Ralentissement de 30% dans le groupe irbésartan

L’essai britannique AIMS randomisé, contrôlé, en double aveugle contre placebo [4] a inclus 192 patients avec un syndrome de Marfan, âgés entre 6 et 40 ans, sans antécédent, ni projet de chirurgie et avec un Z-score* > 0. Les participants dont l’âge moyen était de 18 ans – 25% avaient entre 6 et 11 ans – ont été répartis en deux groupes, l’un (192) recevant de l’irbésartan à la dose de 150 ou 300 mg par jour (selon le poids), l’autre (88) un placebo.
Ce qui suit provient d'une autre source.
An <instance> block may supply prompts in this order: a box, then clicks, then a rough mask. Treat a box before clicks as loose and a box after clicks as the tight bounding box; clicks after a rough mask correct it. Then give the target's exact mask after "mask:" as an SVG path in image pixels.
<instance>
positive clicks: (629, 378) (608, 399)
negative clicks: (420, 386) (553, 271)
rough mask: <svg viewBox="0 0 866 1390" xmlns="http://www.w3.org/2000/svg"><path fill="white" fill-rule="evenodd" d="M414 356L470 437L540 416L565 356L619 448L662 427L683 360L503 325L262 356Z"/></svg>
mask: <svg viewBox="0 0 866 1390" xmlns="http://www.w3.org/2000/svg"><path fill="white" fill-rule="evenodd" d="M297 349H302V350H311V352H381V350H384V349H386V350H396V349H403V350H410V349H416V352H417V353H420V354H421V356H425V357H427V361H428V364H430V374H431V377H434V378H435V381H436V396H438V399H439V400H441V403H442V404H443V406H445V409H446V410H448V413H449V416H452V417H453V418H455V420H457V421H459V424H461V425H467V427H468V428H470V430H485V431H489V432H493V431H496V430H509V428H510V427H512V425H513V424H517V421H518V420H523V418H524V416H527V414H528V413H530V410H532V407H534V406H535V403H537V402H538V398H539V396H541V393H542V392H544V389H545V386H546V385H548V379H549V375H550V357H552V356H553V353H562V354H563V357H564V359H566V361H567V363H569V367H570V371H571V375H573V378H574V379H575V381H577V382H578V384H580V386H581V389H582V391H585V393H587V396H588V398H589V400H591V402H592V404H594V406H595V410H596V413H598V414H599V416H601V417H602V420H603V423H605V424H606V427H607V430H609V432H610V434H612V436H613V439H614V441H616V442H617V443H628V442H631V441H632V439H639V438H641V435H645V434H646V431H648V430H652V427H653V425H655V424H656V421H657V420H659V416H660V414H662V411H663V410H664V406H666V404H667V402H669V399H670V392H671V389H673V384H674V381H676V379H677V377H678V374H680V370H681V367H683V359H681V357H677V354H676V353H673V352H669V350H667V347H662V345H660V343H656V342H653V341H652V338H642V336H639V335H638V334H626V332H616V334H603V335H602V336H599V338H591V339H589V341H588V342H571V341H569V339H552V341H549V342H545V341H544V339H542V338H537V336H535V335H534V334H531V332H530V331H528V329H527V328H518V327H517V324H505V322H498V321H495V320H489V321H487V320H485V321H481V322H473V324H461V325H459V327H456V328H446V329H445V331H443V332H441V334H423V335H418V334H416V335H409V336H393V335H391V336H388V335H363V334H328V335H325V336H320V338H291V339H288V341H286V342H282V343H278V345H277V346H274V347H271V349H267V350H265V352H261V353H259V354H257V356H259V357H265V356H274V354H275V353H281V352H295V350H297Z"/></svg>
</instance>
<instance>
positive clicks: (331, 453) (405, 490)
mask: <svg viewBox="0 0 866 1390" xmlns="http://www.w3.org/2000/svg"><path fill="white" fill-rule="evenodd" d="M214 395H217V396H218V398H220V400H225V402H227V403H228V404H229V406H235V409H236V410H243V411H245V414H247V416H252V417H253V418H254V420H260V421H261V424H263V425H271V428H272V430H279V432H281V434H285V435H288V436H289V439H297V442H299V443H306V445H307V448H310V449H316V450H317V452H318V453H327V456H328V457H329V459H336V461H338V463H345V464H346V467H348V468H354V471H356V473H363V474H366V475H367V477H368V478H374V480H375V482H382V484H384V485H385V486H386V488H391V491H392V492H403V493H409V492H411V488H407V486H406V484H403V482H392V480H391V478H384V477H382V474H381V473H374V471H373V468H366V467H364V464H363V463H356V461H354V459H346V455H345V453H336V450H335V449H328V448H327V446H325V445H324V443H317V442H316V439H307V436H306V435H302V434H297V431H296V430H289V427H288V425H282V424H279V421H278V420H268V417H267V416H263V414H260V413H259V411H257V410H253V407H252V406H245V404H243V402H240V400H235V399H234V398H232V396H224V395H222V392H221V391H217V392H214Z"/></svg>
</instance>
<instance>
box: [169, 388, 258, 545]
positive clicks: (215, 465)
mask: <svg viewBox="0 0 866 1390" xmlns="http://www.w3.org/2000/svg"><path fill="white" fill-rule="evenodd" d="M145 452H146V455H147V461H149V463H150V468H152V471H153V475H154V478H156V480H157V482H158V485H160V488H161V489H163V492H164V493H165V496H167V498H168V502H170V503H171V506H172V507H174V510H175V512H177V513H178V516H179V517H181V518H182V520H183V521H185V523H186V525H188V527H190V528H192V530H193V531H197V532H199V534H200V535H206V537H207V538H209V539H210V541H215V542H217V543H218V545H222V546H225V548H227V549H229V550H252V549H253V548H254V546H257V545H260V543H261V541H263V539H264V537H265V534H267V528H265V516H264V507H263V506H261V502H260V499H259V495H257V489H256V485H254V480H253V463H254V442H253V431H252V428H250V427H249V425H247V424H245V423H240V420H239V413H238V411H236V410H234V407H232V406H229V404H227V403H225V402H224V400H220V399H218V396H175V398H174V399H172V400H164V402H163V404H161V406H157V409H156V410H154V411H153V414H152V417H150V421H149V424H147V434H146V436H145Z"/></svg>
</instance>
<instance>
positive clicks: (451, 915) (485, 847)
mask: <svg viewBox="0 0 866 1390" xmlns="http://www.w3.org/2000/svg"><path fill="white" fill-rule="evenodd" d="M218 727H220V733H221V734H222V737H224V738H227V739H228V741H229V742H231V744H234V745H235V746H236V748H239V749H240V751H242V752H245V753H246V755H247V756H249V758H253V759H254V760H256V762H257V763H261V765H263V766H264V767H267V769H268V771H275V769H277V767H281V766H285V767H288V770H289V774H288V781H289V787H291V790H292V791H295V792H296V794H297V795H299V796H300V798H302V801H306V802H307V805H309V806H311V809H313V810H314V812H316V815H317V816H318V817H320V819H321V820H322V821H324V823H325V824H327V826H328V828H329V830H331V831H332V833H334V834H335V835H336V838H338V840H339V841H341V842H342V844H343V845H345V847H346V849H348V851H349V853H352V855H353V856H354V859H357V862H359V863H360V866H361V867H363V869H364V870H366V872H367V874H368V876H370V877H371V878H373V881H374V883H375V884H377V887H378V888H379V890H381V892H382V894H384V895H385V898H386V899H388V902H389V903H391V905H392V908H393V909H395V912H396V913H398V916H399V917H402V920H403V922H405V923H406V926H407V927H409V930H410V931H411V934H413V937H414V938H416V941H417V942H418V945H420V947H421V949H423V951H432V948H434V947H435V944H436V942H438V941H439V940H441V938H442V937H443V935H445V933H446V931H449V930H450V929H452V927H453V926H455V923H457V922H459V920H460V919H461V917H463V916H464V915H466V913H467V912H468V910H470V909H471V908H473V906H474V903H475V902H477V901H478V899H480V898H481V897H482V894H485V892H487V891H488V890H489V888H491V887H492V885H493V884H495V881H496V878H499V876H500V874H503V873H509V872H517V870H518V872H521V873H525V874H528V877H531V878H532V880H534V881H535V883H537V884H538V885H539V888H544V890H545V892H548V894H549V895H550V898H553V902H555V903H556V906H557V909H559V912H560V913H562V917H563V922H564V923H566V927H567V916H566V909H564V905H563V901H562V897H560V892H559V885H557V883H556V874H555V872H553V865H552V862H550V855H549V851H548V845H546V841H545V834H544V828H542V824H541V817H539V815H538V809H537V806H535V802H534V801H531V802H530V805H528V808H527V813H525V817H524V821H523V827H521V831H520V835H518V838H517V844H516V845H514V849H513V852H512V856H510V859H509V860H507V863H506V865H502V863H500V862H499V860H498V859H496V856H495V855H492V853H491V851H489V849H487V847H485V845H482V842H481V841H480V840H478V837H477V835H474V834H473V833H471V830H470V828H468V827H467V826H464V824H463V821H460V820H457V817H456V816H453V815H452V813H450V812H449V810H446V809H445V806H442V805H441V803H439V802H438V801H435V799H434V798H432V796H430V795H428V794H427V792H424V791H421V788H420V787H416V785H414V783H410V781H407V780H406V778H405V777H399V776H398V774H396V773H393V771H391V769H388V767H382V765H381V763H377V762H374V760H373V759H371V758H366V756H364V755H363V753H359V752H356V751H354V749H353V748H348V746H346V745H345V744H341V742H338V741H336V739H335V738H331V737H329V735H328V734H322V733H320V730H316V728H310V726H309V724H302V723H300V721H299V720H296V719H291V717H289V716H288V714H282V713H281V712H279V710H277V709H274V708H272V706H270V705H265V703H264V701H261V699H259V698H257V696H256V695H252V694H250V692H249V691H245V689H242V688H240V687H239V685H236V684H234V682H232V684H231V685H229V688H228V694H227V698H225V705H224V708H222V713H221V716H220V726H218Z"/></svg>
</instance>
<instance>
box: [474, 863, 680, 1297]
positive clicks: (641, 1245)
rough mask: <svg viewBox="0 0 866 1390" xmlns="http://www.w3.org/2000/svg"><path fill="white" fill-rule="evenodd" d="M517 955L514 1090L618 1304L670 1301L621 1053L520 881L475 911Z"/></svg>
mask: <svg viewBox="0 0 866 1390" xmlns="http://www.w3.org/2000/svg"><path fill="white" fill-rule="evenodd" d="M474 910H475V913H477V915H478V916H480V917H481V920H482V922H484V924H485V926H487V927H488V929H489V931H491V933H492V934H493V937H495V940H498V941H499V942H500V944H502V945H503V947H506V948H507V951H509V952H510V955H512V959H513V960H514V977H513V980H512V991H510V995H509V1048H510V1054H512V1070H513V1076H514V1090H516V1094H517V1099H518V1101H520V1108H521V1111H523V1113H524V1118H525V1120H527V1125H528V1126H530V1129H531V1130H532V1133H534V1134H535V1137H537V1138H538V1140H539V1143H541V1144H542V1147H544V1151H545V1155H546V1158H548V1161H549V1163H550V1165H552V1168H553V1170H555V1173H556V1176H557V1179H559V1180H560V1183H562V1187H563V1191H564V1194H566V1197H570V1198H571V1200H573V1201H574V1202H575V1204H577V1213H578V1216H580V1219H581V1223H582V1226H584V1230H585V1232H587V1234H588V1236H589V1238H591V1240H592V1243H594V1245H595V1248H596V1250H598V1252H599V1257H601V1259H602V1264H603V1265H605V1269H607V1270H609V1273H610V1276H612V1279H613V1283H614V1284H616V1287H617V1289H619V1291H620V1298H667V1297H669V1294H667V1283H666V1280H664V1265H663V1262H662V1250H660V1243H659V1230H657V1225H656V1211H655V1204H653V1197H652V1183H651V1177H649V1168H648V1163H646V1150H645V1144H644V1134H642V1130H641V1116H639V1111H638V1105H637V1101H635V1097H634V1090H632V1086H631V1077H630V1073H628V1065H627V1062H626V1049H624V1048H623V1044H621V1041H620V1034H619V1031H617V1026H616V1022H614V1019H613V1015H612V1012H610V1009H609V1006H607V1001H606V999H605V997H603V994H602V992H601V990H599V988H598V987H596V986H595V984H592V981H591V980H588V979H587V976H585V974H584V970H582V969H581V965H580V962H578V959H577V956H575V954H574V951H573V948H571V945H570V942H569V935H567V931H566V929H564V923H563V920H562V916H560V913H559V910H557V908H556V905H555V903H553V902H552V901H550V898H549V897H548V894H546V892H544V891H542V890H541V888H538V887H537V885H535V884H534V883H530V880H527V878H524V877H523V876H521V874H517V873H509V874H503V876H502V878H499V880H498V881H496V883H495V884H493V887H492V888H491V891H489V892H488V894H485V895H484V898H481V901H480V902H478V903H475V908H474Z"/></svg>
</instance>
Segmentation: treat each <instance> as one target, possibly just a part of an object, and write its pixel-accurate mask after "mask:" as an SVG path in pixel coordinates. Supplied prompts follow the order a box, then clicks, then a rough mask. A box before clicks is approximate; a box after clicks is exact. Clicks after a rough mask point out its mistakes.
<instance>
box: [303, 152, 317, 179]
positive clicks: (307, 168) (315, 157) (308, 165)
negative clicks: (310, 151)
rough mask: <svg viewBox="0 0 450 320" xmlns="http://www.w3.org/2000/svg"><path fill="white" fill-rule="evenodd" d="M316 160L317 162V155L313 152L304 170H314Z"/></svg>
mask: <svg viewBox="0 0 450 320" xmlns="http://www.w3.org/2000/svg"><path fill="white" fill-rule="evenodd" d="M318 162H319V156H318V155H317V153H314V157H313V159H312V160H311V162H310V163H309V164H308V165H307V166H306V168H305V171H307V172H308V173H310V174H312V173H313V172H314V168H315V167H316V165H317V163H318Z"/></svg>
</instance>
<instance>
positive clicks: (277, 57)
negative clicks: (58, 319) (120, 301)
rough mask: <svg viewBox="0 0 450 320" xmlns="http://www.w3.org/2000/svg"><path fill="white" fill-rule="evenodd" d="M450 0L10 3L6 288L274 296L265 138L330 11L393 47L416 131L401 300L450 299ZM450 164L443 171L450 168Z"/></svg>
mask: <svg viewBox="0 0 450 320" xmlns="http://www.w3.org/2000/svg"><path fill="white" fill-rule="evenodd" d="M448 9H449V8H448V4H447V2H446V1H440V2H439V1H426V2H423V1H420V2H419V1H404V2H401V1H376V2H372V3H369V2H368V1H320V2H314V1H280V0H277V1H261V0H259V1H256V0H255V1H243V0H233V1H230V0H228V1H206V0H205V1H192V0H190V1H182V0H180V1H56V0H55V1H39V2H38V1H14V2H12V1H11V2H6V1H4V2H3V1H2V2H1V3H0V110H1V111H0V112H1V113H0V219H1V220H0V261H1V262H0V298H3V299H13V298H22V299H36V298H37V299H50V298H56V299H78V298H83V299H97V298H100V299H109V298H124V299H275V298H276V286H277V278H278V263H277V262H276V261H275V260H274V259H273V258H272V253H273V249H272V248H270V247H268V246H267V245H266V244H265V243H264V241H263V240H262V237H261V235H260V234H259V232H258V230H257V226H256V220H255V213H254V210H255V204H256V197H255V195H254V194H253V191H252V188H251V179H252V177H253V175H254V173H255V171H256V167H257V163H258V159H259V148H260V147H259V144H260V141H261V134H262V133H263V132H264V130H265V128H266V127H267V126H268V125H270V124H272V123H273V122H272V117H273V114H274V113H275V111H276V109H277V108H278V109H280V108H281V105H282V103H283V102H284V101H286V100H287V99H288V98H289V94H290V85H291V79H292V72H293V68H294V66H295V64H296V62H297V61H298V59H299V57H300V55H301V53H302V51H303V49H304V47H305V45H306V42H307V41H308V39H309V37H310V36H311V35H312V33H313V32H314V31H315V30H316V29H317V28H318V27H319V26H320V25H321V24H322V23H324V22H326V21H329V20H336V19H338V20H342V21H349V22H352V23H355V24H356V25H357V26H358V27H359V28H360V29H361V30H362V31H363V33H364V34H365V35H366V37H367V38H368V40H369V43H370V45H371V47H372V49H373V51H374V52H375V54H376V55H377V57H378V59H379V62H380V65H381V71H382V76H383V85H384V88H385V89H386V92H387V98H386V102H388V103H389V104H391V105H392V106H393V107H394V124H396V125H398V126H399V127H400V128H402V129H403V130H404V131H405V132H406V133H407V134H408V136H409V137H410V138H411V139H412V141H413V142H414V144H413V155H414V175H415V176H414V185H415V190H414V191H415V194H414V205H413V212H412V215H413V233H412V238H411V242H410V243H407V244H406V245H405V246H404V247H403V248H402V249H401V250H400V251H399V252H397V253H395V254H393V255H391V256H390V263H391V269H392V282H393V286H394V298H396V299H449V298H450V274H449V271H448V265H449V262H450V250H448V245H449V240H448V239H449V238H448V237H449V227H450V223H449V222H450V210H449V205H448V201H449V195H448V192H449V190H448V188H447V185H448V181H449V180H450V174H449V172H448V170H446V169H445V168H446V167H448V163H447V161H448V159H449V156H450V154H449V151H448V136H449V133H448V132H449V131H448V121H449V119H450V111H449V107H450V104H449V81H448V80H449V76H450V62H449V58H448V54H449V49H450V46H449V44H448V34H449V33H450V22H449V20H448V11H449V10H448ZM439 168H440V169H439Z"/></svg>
Tous les participants recevaient un bêtabloquant s’ils le toléraient bien et tous ont bénéficié d’une échocardiographie annuelle pendant 5 ans.

*Le Z score exprime l’écart du diamètre par rapport à la valeur moyenne en déviation standard (DS) et l’aorte est considérée comme dilatée au-delà de 2 DS. 

Au bout de 5 ans, le groupe sous irbésartan montrait un ralentissement de 30% de la vitesse de dilatation de la racine aortique (critère primaire) par rapport au groupe placebo (0,74 vs 0,53 mm/an ; différence : – 0,22 [IC95% : - 0,41 à – 0,02]; p= 0,03).

En termes de timing, « on observe une réponse précoce dès 1 an, a détaillé le Dr Mullen, qui se maintient à 5 ans, avec peu de changements jusqu’à la quatrième année », même si une remontée semble se profiler après. 

En outre, un écart significatif a été retrouvé sur la différence du taux de progression annuelle du Z score de la racine aortique de - 0,10 (IC95% : - 0,19 ; - 0,01, p = 0,04) en critère de jugement secondaire.

Une bonne tolérance même chez les très jeunes

La tension artérielle était abaissée de manière significative dans le groupe irbésartan par rapport au groupe placebo, avec une différence du taux de variation annuel de tension artérielle systolique de - 1,69 mmHg [IC95% : - 2,52 ; - 0, 86, p < 0,001]. Cependant, « la tolérance clinique a été bonne, même chez les enfants âgés de 6 ans » a précisé l’orateur.

Des analyses en sous-groupe ont été menées, l’une a montré que « l’utilisation de bétabloquants ne modifie pas la progression du diamètre de la racine aortique ». Sachant qu’au final, seuls 56% des participants étaient sous bêtabloquants, des traitements qui « ne sont pas bien tolérés par les enfants ». L’autre a montré une tendance à «un plus grand bénéfice de l’irbésartan chez les moins de 18 ans » a encore ajouté le Dr Mullen.

Quant au nombre d’effets indésirables, y compris le besoin d’une chirurgie pour remplacer la racine aortique (irbésartan 5, placebo 4), il a été le même dans les deux groupes. Et aucun décès n’est survenu.

Quelle traduction clinique ?

Pour ce qui est du mécanisme, le Dr Mullen a évoqué en conférence de presse, la possibilité d’un effet via la baisse de la pression artérielle puisqu'il s’agit d’un antihypertenseur, mais il est impossible de l’affirmer » a-t-il considéré, ajoutant que l’irbésartan était l’ARA2 le plus puissant.

En conclusion, il s’agit d’un traitement prometteur pour la réduction de la dilatation aortique chez les patients atteints du syndrome de Marfan, « et tout ce qui peut retarder la chirurgie est bon à prendre même si l’opération en soi ne pose pas de problème ».

« Reste à établir la traduction clinique de cet effet en réalisant de nouvelles études » a indiqué le Dr Mullen, précisant que celle-ci était terminée, et qu'aucune prolongation n'était prévue.

 

L’étude a été financée par la British Heart Foundation, le U.K. Marfan Trust, et la Marfan Association. L’irbesartan et le placebo adéquat ont été fournis par Sanofi.